La Toussaint

De Pâques à Toussaint, en passant par l’Ascension, la Transfiguration, l’Assomption de Marie, nous ne cessons de célébrer la gloire divine qui nous est partagée en Jésus. Nous lui serons semblables, car nous le verrons tel qu’il est. La fête de tous les saints est orientée vers la célébration de la Jérusalem céleste, la Cité d’en haut vers laquelle « nous hâtons le pas »…

Traduction du commentaire de l’Evangile

Chers frères et sœurs, bonjour ! Aujourd’hui, nous célébrons la Toussaint et dans la liturgie résonne le message « programmatique » de Jésus : les Béatitudes (cf. Mt 5, 1-12a). Elles nous montrent le chemin qui mène au Royaume de Dieu et au bonheur : le chemin de l’humilité, de la compassion, de la douceur, de la justice et de la paix. Être saint, c’est marcher sur ce chemin. Attardons-nous maintenant à deux aspects de ce style de vie, deux aspects propres à ce style de vide de sainteté : la joie et la prophétie.

La joie. Jésus commence par le mot « Bienheureux » (Mt 5, 3). C’est l’annonce principale, celle d’un bonheur sans précédent. La béatitude, la sainteté n’est pas un programme de vie fait uniquement d’efforts et de renoncements, mais c’est avant tout la joyeuse découverte d’être des enfants aimés de Dieu. Et cela te remplit de joie. Ce n’est pas une conquête humaine, c’est un don que nous recevons : nous sommes saints parce que Dieu, qui est le Saint, vient habiter notre vie. C’est pour cela que nous sommes bienheureux ! La joie du chrétien n’est donc pas l’émotion d’un instant ou un simple optimisme humain, mais la certitude de pouvoir affronter toute situation sous le regard aimant de Dieu, avec le courage et la force qui viennent de lui. Même au milieu de nombreuses tribulations, les saints ont connu cette joie et ils en ont été les témoins. Sans joie, la foi devient un exercice rigoureux et oppressant, et on risque de tomber malade de tristesse. Retenons ces paroles: tomber malade de tristesse. Un Père du désert disait que la tristesse est « un ver du cœur », qui ronge la vie (cf. Evagre le Pontique, Les huit esprits de malice, XI). Demandons-nous ceci : sommes-nous des chrétiens joyeux ? Répandons-nous la joie ou sommes-nous des gens éteints, tristes avec un visage funèbre ? Souvenons-nous : il n’y a pas de sainteté sans joie !
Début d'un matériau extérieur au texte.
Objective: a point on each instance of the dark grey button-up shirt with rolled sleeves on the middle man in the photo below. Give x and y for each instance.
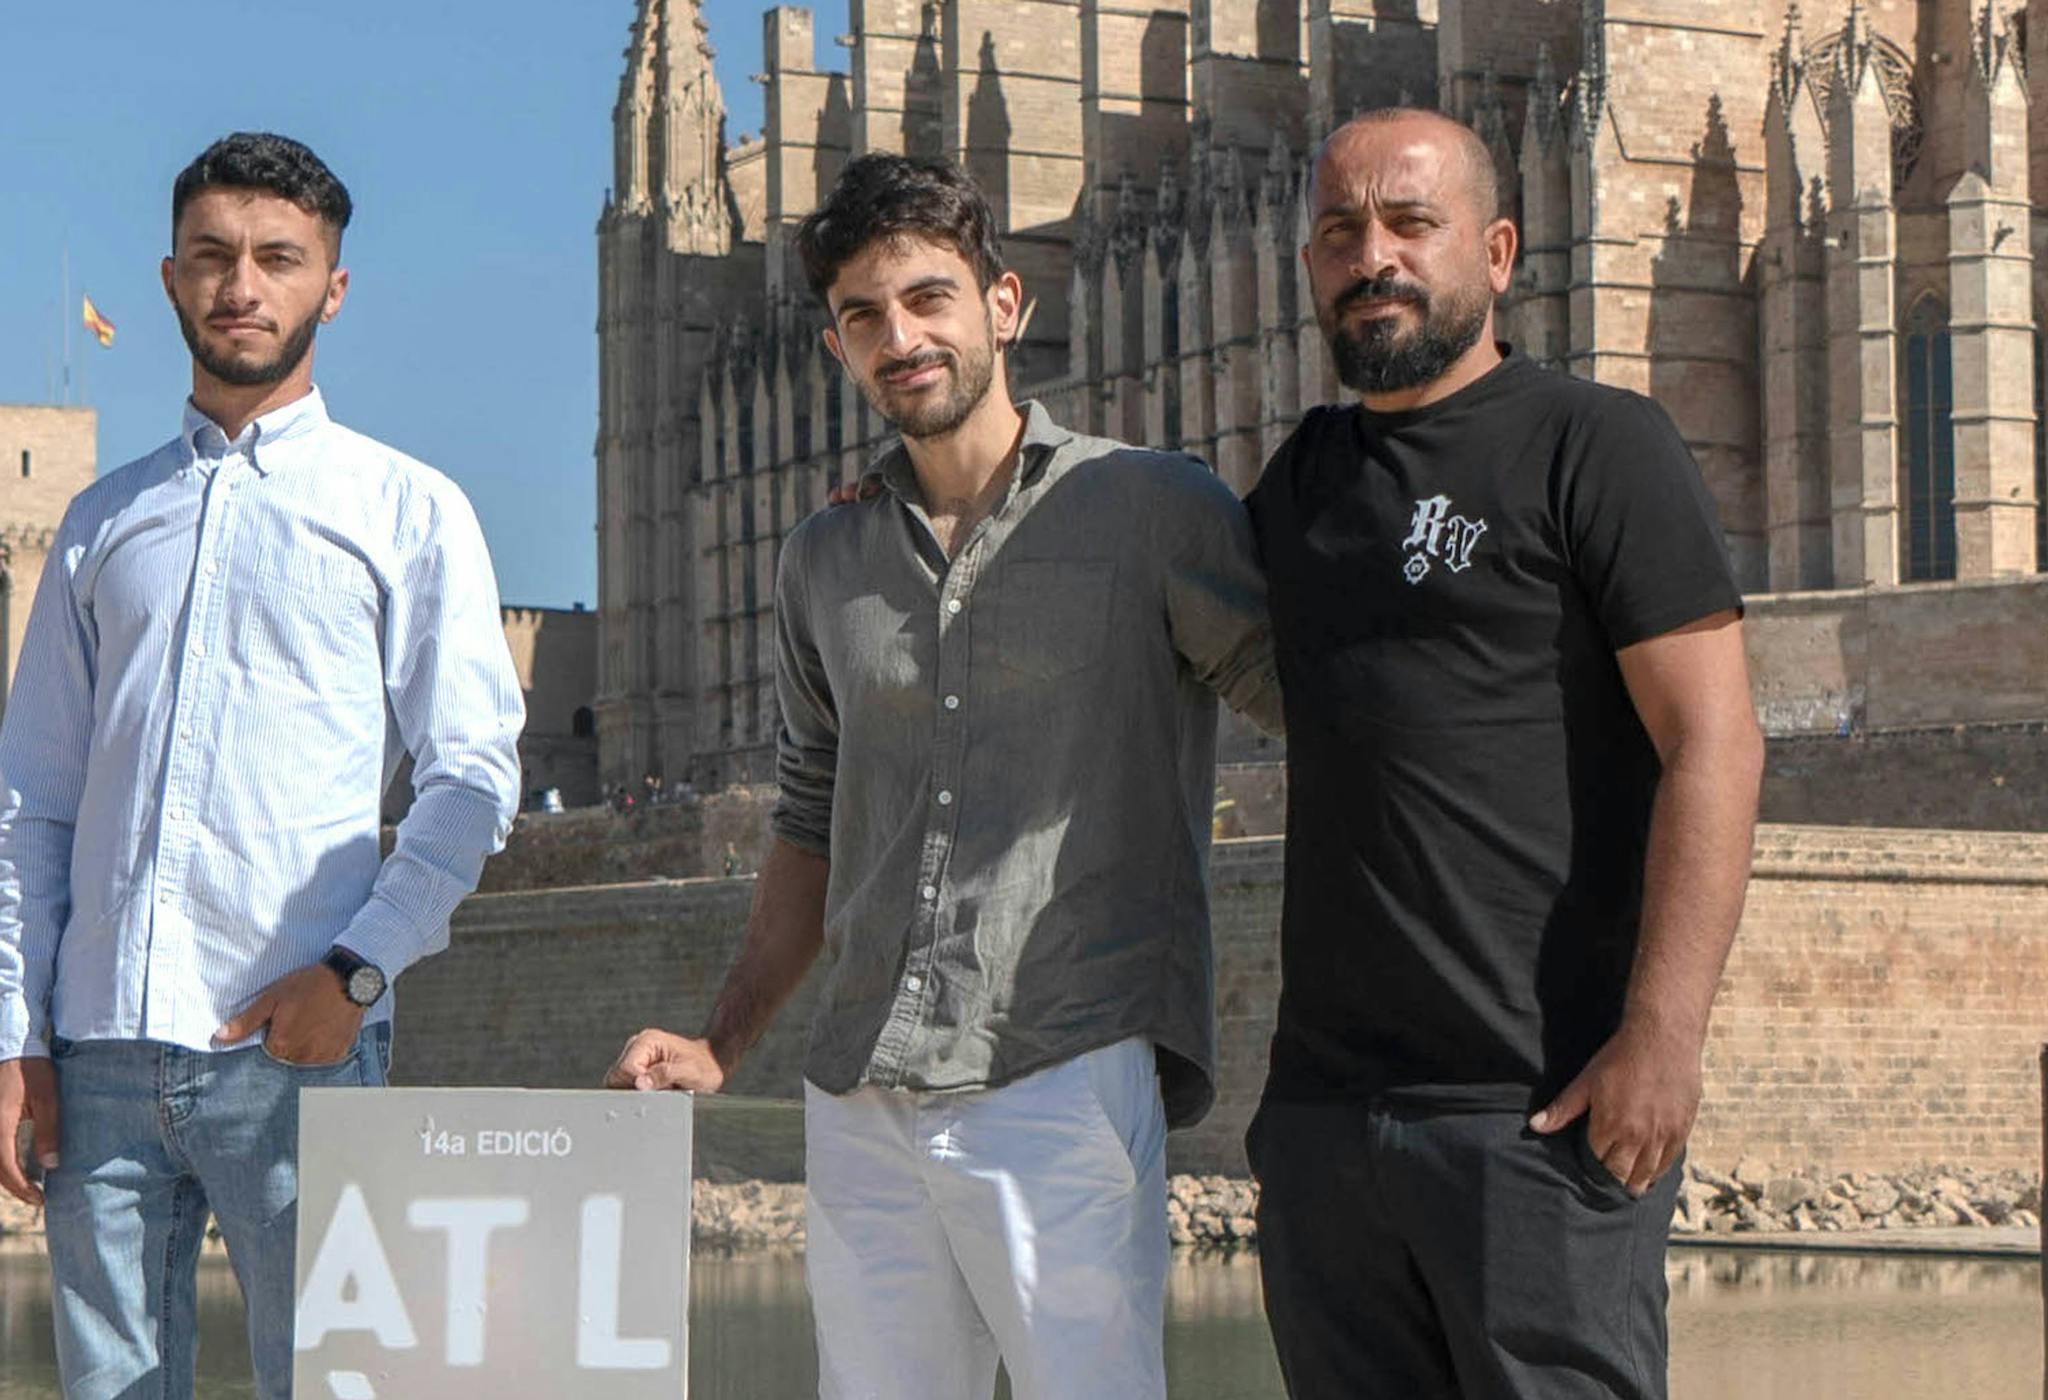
(1011, 762)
Le deuxième aspect : la prophétie. Les Béatitudes s’adressent aux pauvres, aux affligés, aux affamés de justice. C’est un message à contre-courant. En fait, le monde dit que pour avoir le bonheur, vous devez être riche, puissant, toujours jeune et fort, jouir de la notoriété et du succès. Jésus renverse ces critères et fait une annonce prophétique – voilà la dimension prophétique de la sainteté – : la vraie plénitude de vie s’obtient en suivant Jésus, en mettant sa Parole en pratique. Et cela signifie une autre pauvreté, c’est-à-dire être pauvre intérieurement, se vider de soi-même pour faire de la place à Dieu. Celui qui se croit riche, gagnant et en sécurité, fonde tout sur lui-même et il se ferme à Dieu et à ses frères. Tandis que celui qui se sait pauvre et de ne pas se suffire à  lui-même reste ouvert à Dieu et au prochain.

Et il trouve la joie. Les Béatitudes sont donc la prophétie d’une nouvelle humanité, d’une nouvelle manière de vivre : se faire petit et avoir confiance en Dieu, au lieu dominer les autres ; être doux, au lieu d’essayer de s’imposer ; pratiquer la miséricorde, plutôt que de ne penser qu’à soi-même ; s’engager pour la justice et la paix, au lieu de nourrir, y compris avec connivence, les injustices et les inégalités. La sainteté, c’est accueillir et mettre en pratique, avec l’aide de Dieu, cette prophétie qui révolutionne le monde.

Nous pouvons donc nous demander : est-ce que je témoigne de la prophétie de Jésus ? Est-ce que j’exprime l’esprit prophétique que j’ai reçu au baptême ? Ou est-ce que je m’adapte au confort de la vie et à ma paresse, en pensant que tout va bien si cela va bien pour moi ? Est-ce que j’apporte au monde la nouveauté joyeuse de la prophétie de Jésus dans le monde ou les plaintes habituelles pour ce qui ne va pas ? Des questions que nous nous poserons avec profit. Que la Sainte Vierge nous donne quelque chose de son esprit, cet esprit bienheureux qui magnifiait joyeusement le Seigneur, qui « renverse les puissants de leurs trônes et élève les humbles » (cf. Lc 1,52).